Canada and India agree to relaunch trade talks, as democratic nations seek to strengthen ties to counter China, Russia
‘I think what is really important is the resilience of the post-pandemic supply chain and trade is a proxy for democratic values,’ Trade Minister Mary Ng said
Trade Minister Mary Ng landed in India on March 11 and is leaving her two-day trip with a win: the relaunch of trade negotiations with the world’s sixth-largest economy.
Canada and India are often described as natural trading partners, but a relationship that looks good on paper hasn’t translated into a progress at the negotiating table. Canada and India first began trade talks in 2010 under former prime minister Stephen Harper, but after 10 rounds of talks over seven years failed to produce a breakthrough, the effort lost momentum. The two sides haven’t held formal discussions since August 2017.
The world has changed since then. The reboot comes amid heightened concern among democratic powers such as the United States and Germany about China’s influence over the global supply of everything from the rare minerals needed to build electric-vehicle batteries to the consumers goods sold at Walmart Inc.’s stores. Russia’s invasion of Ukraine this month only added to the urgency for like-minded nations to strengthen ties.

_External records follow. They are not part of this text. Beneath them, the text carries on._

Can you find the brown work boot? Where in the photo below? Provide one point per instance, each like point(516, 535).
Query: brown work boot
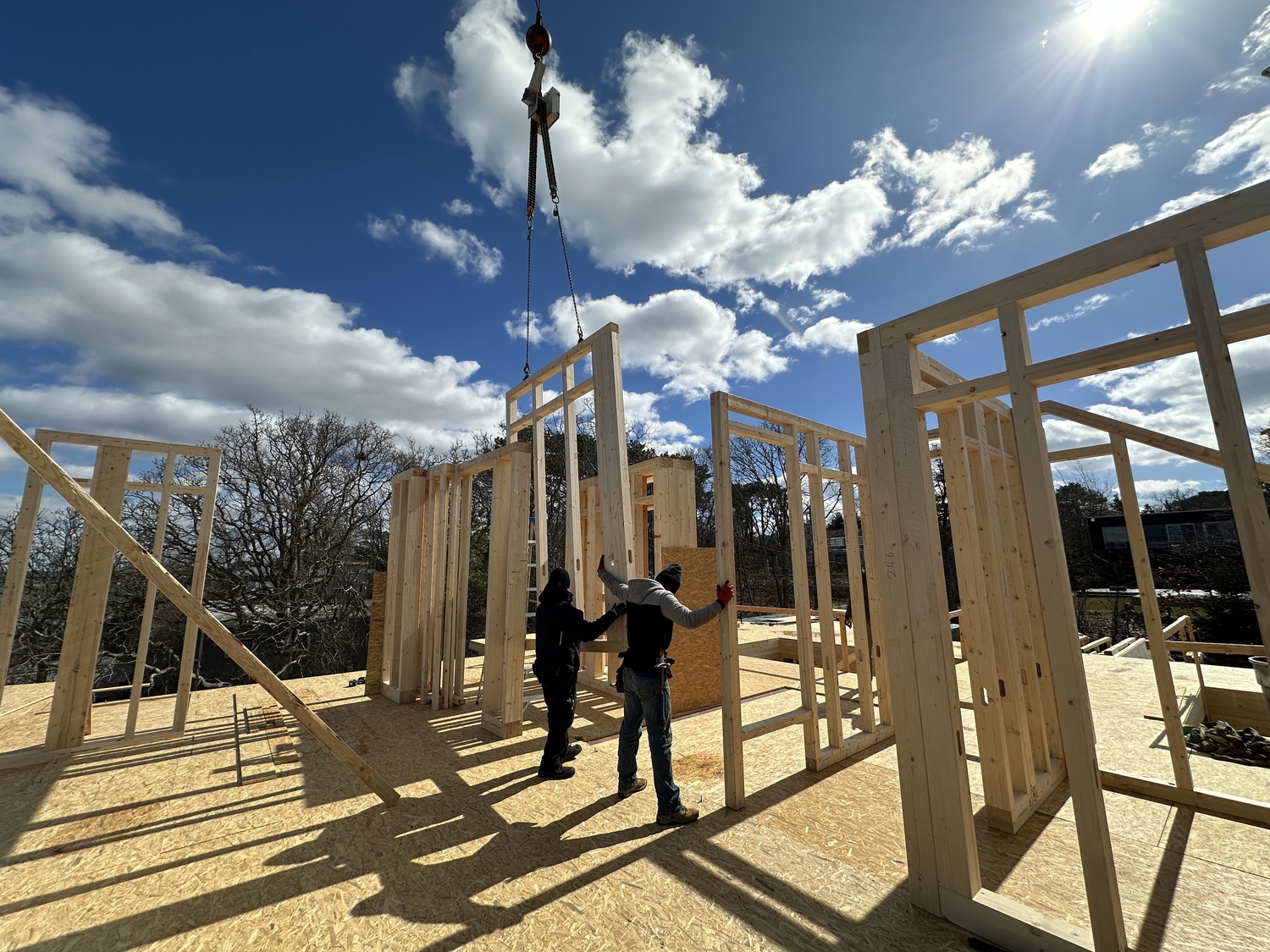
point(680, 817)
point(634, 789)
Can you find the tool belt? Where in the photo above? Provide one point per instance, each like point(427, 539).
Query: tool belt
point(660, 668)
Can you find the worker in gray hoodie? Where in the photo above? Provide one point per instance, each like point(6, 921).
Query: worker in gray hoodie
point(653, 611)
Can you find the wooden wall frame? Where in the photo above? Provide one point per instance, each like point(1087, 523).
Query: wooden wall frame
point(1183, 790)
point(868, 654)
point(73, 701)
point(426, 589)
point(113, 533)
point(429, 541)
point(605, 386)
point(1002, 637)
point(944, 871)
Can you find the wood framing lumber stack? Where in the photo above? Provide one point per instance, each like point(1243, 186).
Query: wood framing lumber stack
point(147, 565)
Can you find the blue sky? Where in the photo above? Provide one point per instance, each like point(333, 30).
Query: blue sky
point(307, 207)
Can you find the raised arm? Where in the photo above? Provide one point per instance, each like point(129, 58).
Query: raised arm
point(693, 619)
point(617, 586)
point(582, 630)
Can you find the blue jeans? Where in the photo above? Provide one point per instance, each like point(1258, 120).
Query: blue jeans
point(648, 698)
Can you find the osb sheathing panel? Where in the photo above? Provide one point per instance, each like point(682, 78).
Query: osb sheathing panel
point(696, 652)
point(159, 848)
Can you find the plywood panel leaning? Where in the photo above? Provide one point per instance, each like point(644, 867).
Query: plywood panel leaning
point(695, 685)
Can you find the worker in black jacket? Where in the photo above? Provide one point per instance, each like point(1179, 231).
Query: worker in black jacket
point(558, 627)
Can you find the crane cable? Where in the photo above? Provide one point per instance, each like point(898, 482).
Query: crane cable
point(538, 126)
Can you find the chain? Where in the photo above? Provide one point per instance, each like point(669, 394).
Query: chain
point(555, 211)
point(531, 201)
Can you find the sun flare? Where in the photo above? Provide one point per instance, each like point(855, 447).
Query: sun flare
point(1105, 18)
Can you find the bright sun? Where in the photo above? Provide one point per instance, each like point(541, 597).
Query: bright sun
point(1104, 18)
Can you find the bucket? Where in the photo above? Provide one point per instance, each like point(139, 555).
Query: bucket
point(1262, 669)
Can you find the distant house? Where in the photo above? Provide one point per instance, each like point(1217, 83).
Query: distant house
point(1107, 533)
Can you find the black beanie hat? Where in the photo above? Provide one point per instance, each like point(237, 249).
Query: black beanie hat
point(671, 576)
point(556, 591)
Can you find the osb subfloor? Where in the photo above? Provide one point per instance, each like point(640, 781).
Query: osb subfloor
point(160, 848)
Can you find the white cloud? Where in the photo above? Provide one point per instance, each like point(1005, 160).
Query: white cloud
point(55, 160)
point(1255, 47)
point(828, 297)
point(384, 228)
point(1255, 301)
point(1180, 205)
point(1257, 42)
point(1091, 304)
point(959, 195)
point(680, 335)
point(1132, 154)
point(662, 436)
point(827, 335)
point(195, 345)
point(1119, 157)
point(416, 84)
point(1249, 134)
point(114, 343)
point(1168, 395)
point(822, 300)
point(1155, 489)
point(459, 246)
point(645, 182)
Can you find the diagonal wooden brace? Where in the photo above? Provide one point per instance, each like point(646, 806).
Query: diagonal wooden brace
point(147, 565)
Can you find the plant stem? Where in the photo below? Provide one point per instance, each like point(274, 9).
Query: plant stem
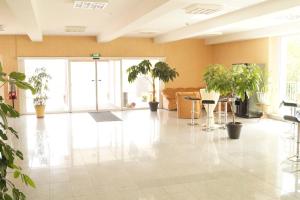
point(3, 84)
point(153, 90)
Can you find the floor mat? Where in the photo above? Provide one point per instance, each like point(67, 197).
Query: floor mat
point(104, 116)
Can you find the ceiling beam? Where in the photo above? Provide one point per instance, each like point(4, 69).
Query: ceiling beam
point(25, 12)
point(217, 23)
point(278, 30)
point(144, 12)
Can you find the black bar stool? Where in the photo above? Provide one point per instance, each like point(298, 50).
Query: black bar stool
point(295, 158)
point(293, 108)
point(208, 126)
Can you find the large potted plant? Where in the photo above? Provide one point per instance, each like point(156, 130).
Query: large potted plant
point(40, 81)
point(160, 70)
point(240, 79)
point(214, 79)
point(10, 155)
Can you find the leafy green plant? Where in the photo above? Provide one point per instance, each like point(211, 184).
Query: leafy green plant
point(216, 78)
point(243, 79)
point(160, 70)
point(8, 154)
point(40, 81)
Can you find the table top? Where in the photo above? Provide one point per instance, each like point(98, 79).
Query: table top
point(192, 98)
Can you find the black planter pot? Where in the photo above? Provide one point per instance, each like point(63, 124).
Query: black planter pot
point(234, 130)
point(153, 106)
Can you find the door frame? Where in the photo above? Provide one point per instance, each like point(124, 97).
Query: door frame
point(20, 61)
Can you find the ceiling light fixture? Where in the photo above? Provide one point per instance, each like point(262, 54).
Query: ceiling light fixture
point(75, 29)
point(90, 4)
point(149, 32)
point(211, 34)
point(202, 9)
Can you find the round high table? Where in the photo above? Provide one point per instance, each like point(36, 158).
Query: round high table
point(193, 112)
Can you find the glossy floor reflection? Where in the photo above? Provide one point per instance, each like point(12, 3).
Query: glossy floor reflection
point(150, 156)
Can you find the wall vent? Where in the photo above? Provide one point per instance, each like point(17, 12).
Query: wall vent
point(202, 9)
point(90, 4)
point(75, 29)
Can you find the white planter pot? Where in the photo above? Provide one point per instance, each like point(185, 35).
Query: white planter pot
point(205, 95)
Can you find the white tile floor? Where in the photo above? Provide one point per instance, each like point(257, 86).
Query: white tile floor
point(151, 156)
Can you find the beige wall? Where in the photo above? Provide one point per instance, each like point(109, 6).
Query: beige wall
point(250, 51)
point(189, 57)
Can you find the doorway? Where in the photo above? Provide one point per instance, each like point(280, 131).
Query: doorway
point(84, 85)
point(95, 85)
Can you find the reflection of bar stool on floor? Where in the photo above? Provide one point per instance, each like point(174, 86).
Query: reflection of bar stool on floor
point(295, 158)
point(222, 114)
point(208, 126)
point(293, 107)
point(193, 112)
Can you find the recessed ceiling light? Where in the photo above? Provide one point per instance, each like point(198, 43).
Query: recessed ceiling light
point(149, 32)
point(210, 34)
point(202, 9)
point(75, 29)
point(90, 4)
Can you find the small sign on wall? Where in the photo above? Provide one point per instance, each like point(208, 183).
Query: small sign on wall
point(95, 56)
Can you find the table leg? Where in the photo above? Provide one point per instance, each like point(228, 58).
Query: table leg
point(219, 113)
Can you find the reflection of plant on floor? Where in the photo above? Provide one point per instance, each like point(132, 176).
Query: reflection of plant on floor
point(8, 154)
point(144, 98)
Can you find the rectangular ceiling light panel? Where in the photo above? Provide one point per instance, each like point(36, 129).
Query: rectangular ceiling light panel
point(90, 4)
point(202, 9)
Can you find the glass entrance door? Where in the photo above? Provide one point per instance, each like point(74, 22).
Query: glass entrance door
point(83, 85)
point(108, 84)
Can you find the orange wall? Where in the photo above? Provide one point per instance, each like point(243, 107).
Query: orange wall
point(250, 51)
point(189, 57)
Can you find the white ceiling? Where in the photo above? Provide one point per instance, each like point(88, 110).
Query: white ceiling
point(163, 20)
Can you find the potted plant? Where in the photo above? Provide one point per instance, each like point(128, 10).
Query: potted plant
point(214, 79)
point(240, 79)
point(160, 70)
point(40, 81)
point(11, 172)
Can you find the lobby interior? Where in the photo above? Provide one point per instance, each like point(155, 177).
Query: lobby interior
point(133, 153)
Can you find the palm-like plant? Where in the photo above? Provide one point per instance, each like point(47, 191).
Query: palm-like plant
point(243, 80)
point(40, 81)
point(160, 70)
point(8, 153)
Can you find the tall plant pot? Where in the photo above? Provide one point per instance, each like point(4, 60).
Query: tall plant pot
point(234, 130)
point(153, 106)
point(39, 111)
point(205, 95)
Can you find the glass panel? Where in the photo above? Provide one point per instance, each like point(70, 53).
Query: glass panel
point(292, 68)
point(138, 93)
point(109, 84)
point(58, 85)
point(83, 86)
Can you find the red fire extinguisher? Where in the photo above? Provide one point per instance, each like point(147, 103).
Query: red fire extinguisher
point(12, 94)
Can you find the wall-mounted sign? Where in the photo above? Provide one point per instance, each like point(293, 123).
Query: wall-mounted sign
point(96, 56)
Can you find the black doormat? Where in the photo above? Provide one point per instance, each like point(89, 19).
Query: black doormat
point(104, 116)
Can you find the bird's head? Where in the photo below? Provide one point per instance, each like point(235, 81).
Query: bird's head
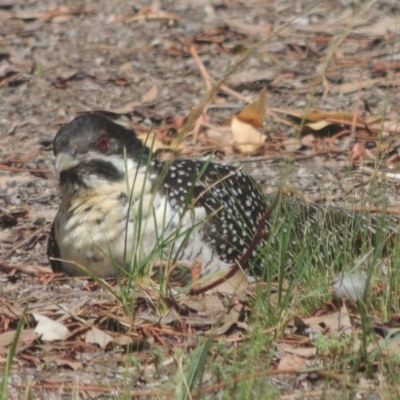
point(90, 153)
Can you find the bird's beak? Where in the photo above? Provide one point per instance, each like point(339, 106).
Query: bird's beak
point(64, 162)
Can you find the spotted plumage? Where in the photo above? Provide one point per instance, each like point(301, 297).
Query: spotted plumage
point(121, 207)
point(115, 209)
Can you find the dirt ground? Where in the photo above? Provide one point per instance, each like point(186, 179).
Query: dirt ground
point(57, 61)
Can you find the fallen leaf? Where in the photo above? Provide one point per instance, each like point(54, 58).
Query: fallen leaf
point(254, 113)
point(7, 338)
point(306, 352)
point(246, 138)
point(151, 95)
point(291, 361)
point(318, 125)
point(291, 144)
point(48, 329)
point(338, 322)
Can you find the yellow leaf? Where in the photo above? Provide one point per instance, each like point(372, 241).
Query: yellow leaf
point(317, 126)
point(246, 138)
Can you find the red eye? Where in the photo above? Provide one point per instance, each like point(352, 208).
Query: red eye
point(104, 143)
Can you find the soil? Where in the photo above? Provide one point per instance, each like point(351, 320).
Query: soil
point(105, 55)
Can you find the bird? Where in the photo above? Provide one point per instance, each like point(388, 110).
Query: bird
point(121, 207)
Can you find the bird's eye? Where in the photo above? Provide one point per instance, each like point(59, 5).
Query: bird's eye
point(104, 143)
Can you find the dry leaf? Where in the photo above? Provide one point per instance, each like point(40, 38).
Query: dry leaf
point(291, 361)
point(48, 329)
point(306, 352)
point(236, 283)
point(254, 113)
point(291, 144)
point(7, 338)
point(246, 138)
point(318, 125)
point(338, 322)
point(151, 95)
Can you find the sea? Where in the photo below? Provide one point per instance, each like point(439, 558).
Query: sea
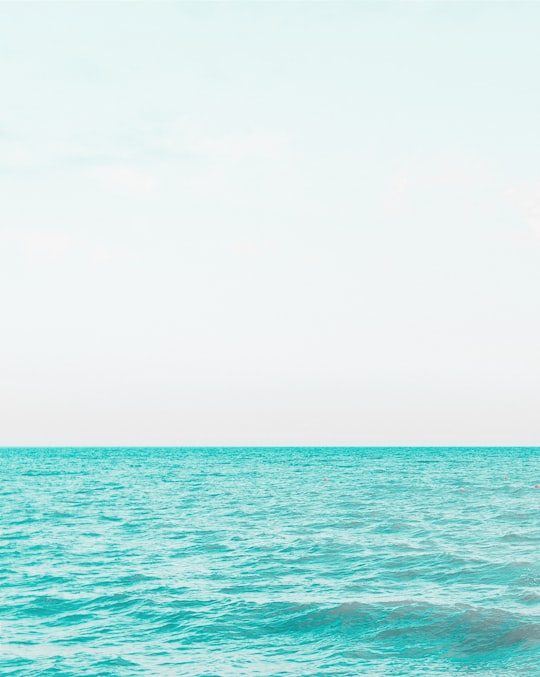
point(269, 561)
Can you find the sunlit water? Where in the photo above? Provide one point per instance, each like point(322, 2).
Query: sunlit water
point(269, 562)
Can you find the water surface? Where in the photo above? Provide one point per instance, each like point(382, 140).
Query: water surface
point(252, 561)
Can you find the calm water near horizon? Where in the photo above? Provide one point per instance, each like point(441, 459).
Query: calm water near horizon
point(270, 561)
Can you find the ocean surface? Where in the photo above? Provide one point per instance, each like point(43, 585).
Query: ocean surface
point(252, 561)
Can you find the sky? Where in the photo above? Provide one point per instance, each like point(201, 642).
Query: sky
point(269, 223)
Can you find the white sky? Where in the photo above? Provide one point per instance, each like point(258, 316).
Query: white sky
point(269, 223)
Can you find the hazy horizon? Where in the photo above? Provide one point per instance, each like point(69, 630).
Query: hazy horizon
point(274, 224)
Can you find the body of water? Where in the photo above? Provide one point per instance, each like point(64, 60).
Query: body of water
point(252, 561)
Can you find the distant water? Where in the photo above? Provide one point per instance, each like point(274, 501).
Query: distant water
point(133, 562)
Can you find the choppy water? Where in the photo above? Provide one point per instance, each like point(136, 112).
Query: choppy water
point(247, 562)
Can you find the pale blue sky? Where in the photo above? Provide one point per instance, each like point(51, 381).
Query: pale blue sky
point(269, 223)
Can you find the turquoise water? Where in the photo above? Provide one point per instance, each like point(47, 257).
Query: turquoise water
point(270, 562)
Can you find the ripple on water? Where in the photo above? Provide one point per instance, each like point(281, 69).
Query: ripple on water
point(245, 562)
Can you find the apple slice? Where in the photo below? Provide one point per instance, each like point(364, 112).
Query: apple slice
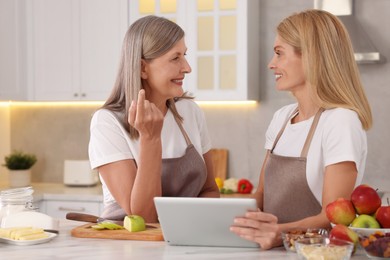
point(134, 223)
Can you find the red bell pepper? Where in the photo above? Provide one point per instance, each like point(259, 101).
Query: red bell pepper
point(244, 186)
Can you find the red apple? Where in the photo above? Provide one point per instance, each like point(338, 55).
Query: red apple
point(365, 199)
point(383, 216)
point(344, 233)
point(340, 211)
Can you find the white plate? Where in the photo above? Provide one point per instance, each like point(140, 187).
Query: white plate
point(28, 242)
point(369, 231)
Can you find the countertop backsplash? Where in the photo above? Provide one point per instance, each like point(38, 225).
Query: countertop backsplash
point(58, 133)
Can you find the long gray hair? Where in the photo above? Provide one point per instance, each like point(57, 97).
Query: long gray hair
point(147, 38)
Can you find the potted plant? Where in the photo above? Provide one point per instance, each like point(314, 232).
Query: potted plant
point(19, 165)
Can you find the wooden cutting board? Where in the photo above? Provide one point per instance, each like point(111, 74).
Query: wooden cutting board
point(152, 233)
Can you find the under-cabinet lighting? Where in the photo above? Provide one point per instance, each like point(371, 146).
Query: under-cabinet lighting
point(250, 103)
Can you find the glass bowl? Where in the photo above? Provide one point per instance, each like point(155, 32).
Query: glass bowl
point(324, 248)
point(376, 245)
point(290, 236)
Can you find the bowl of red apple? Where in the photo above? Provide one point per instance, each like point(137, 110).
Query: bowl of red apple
point(363, 212)
point(376, 245)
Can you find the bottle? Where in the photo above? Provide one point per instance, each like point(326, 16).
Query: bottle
point(16, 200)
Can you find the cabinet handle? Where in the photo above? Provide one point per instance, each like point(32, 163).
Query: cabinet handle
point(81, 209)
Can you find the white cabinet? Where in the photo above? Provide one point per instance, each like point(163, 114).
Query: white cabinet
point(59, 208)
point(12, 61)
point(73, 47)
point(222, 37)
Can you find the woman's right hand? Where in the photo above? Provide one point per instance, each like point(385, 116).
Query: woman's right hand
point(145, 117)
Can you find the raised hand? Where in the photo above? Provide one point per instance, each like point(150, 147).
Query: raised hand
point(145, 117)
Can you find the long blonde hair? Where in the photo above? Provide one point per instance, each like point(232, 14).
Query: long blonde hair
point(328, 61)
point(147, 38)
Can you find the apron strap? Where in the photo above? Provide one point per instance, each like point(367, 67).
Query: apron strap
point(188, 141)
point(283, 127)
point(310, 135)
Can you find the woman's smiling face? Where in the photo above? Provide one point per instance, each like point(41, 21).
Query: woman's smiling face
point(163, 77)
point(287, 66)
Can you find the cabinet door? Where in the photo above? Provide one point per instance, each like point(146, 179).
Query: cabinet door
point(103, 25)
point(75, 47)
point(53, 49)
point(12, 62)
point(222, 37)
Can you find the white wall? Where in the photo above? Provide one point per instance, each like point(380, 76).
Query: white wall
point(5, 138)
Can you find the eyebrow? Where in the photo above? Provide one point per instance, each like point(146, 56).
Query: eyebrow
point(278, 46)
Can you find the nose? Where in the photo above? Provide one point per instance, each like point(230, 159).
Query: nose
point(186, 67)
point(271, 64)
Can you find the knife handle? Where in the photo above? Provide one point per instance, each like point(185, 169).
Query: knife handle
point(81, 217)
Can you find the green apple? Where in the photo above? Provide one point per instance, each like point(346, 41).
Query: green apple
point(134, 223)
point(365, 221)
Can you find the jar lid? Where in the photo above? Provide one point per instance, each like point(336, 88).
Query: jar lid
point(18, 194)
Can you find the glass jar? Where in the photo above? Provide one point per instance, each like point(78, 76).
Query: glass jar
point(16, 200)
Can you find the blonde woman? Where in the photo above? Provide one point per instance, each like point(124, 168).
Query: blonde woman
point(317, 147)
point(149, 139)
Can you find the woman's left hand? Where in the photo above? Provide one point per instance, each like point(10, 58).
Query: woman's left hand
point(258, 227)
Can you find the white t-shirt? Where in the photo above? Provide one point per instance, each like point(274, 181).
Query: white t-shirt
point(339, 137)
point(110, 142)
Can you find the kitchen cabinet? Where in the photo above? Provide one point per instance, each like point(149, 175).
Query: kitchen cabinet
point(12, 62)
point(59, 208)
point(222, 37)
point(74, 47)
point(60, 50)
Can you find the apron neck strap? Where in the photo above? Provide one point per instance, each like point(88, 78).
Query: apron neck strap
point(310, 135)
point(188, 141)
point(283, 127)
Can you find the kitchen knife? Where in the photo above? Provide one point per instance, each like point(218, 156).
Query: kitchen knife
point(90, 218)
point(95, 219)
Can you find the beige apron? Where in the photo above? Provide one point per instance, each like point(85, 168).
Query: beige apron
point(180, 177)
point(287, 194)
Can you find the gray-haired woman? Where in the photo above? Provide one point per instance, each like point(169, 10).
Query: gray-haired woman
point(149, 139)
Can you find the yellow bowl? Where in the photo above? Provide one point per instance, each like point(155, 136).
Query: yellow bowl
point(324, 248)
point(376, 244)
point(291, 236)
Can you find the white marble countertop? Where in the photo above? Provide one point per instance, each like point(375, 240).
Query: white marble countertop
point(64, 246)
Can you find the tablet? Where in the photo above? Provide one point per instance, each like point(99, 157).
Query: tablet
point(202, 221)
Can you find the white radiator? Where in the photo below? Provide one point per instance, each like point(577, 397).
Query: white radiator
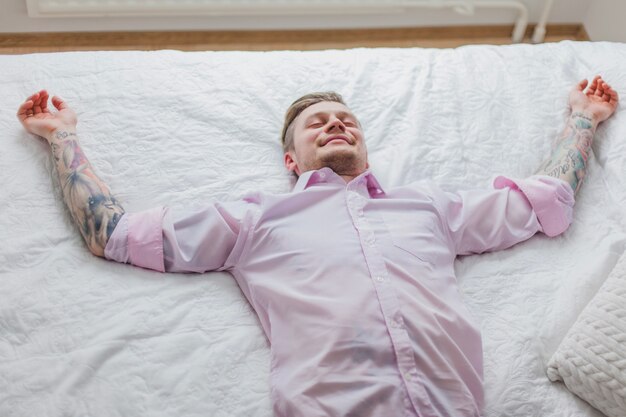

India has a reputation as being a difficult negotiating partner, and while Prime Minster Narendra Modi has happily accepted international investment since coming to power in 2014, he has been less keen to lower barriers that might open domestic producers to import competition.
Still, India’s rivalry with China might be causing Modi to reconsider his approach to trade. Soldiers from the two countries have engaged in fatal skirmishes along a disputed border in the Himalayas in recent years, and China is backer of Pakistan, which India’s leaders view as an existential threat. In May 2021, Modi’s government agreed to kickstart trade negotiations with the European Union, reviving talks that had been stalled for eight years.